An example of some assessments about sustainability might include:

  • “The government should be making business be sustainable!”
  • “Sustainability costs business big money!”
  • “Changing my behaviour won’t really make a significant difference!”

Grounding your assessments and opinions…

Here is a series of questions to help you ground your assessments. It’s drawn from one of my favourite book series  – “Coaching to the Human Soul”:

  1. How does it serve me to hold this opinion?
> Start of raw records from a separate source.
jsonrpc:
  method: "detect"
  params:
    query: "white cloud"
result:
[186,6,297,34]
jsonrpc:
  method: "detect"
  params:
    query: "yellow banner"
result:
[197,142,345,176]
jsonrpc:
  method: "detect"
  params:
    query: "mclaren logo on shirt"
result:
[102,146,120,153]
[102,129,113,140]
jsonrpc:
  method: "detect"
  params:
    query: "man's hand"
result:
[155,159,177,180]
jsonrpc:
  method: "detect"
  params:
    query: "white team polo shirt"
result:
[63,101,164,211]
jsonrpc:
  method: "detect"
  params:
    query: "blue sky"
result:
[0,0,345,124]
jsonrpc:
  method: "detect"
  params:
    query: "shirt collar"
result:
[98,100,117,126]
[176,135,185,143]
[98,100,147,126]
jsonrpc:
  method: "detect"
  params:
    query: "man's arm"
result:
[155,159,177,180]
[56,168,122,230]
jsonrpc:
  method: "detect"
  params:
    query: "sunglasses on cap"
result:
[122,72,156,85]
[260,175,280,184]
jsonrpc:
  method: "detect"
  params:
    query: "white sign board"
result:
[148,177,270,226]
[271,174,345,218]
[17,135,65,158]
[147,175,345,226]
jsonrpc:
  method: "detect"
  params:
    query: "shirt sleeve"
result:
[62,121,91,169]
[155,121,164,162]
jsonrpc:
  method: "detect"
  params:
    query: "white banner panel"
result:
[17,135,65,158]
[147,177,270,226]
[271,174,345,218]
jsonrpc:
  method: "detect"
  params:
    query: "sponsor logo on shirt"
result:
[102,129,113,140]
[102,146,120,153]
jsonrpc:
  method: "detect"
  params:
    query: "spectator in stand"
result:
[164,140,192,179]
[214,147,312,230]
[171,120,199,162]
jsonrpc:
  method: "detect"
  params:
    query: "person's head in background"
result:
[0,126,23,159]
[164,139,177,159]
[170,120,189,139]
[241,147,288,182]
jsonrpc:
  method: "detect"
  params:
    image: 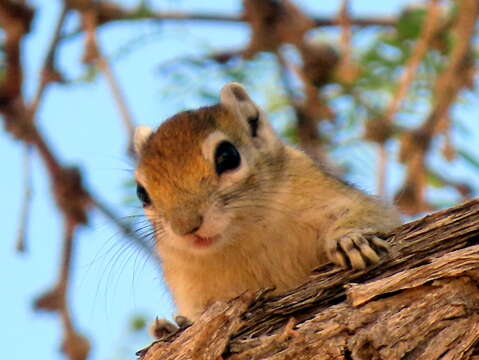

What future actions might it influence?
  2.  In which area of life or work am I holding and using this opinion?
  3.  What standards or judgments am I using to support holding this opinion?
  4.  What specific, observable, measurable facts am I using to support holding this opinion?
  5.  What specific, observable, measurable facts are there that contradict this opinion?

Often, when we examine our opinions (ground our assessments) we find that new possibilities open up for us from the review process.  This can happen even when we decide our assessment is well-grounded, because we’re taking time out to reflect and observe.

At other times we may find that our assessment is inaccurate or out-of-date.   We  may have been exerting effort or emotional energy somewhere pretty ineffective.  Knowing this, we can look for other more productive areas to act.

Grounding our example assessment…

So lets take one of our sample assessments and ground it:“The government should be making business be sustainable!”

Examining the quality of this assessment we might find that:

  1. By holding this assessment, it might focus our sustainability efforts on the political system.  Or if we also assess we have no political power, we may feel helpless and hopeless.
  2. In exploring which domains this belief operates, we might find that we are only considering national government, not state or local authorities.
  3. In exploring the standards which we apply to sustainability, we may find that we’re not clear on what specifically we want controlled – carbon emissions, e-waste or water consumption.
  4. When we search for specific facts supporting our assessment, we may find that government can only attempt to regulate specific behaviour or outcomes.
  5. When we look for contradictory evidence, we may find that government cannot influence business strategy.  We may also find that (being human organisations), businesses do not always comply with regulations.

From this analysis – given we still want to influence business – we may start to look for new and more effective strategies for influencing our target organisations.

So now it’s your turn…

Go back to what you’ve written and start looking for embedded assumptions, opinions and beliefs.  Write each of them out separately.  There they are – assessments for you to ground.    Ask yourself:

  1. How does it serve me to hold this opinion? What future actions might it influence?
  2.  In which area of life or work am I holding and using this opinion?
  3.  What standards or judgments am I using to support holding this opinion?
  4.  What specific, observable, measurable facts am I using to support holding this opinion?
  5.  What specific, observable, measurable facts are there that contradict this opinion?
change-making

What new possibilities do these questions open up for you?  Are there ungrounded assessments that you have been treating as facts?  Where might there be leverage points that you haven’t seen before?  What actions occur to you that you haven’t considered before?

Want to be a change-maker?

Getting things done in the world requires us to deal with the world as it is – not as we want it to be, or how we understood it last year.   Identifying and validating the quality of our assessments – our opinions and beliefs – is a key first step in becoming a more powerful change-maker.